I would like to optimize out the kazoo (i.e., -O3 plus whatever other
optimizations I can indicate) EXCEPT there are three expressions which
I positively need to have executed in a particular order and all memory
side effects of each must be complete before the next. The first is a while
statement, the second is a switch statement, and the third is a multiple
assignment (via the comma operator). Moreover, the structure of the code
is
t:
statement1;
statement2;
statement3;
goto t;
Unfortunately,
gcc -O3 -mmmx -msse -fmove-all-movables -funroll-loops
-fschedule-insns2 -fexpensive-optimizations
-fdelete-null-pointer-checks -frerun-loop-opt -fstrength-reduce
-finline-limit=100000
has the nasty effect of violating my requirement for sequential execution
and completion of side effects between the three statements.
Can someone explain:
1) What about the compilation is messing with the order and sideefffect
as defined above (and please, dont say "just use -O", I already know
that works; I want to know what the rules are so that I can deduce
how a given level of optimization behaves!)
2) How at any level of optimization can one explicitly specify that
certain expressions are to be completed in a specific order.
Unfortunately, I cannot provide specific details as to what exactly
the code is. |
Request for Question Clarification by
maniac-ga
on
01 Oct 2004 12:00 PDT
Hello Ignorant,
I am still looking for a more complete answer to the first question but
http://freshmeat.net/articles/view/730/
has a concise summary of what -O2 and -O3 do and do not do.

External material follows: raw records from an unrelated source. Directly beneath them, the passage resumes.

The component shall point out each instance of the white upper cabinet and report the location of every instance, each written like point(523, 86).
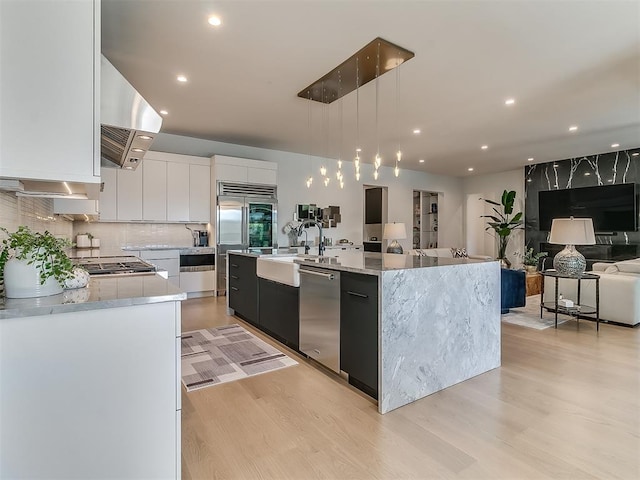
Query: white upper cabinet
point(244, 170)
point(49, 90)
point(108, 195)
point(178, 192)
point(129, 197)
point(199, 193)
point(154, 190)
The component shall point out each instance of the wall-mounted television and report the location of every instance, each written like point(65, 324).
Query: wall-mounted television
point(613, 208)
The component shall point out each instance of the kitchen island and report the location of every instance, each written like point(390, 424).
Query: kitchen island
point(436, 321)
point(90, 381)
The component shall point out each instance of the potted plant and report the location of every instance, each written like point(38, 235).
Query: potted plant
point(33, 264)
point(530, 260)
point(503, 224)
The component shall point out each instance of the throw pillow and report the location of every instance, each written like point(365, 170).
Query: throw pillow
point(459, 253)
point(628, 267)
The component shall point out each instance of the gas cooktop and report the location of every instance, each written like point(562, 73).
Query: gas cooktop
point(115, 266)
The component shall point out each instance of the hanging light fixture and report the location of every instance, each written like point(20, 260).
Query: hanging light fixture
point(396, 170)
point(356, 160)
point(325, 128)
point(310, 177)
point(339, 82)
point(377, 160)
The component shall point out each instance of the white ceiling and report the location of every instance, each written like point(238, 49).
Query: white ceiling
point(565, 62)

Providing
a code example would help provide the "right" answer, but if you can't
post that - I understand. Note that -O3 may not be "faster" than -O2
due to system cache effects. You really need to measure the
application to see which works best for you.
The easiest method I can think of to answer your second question is to
call an externally defined function between each of the statements you
want to force serial execution. Something like:
statement1;
f();
statement2;
f();
statement3;
where f is a function that is neither pure nor const (has possible
side effects). Since you are also asking for memory side effects to be
complete - f() should be some kind of memory barrier. For example, in
the Linux kernel, a call to one of rmb(), wmb(), mb() will serialize
access to memory in various ways (read, write, both).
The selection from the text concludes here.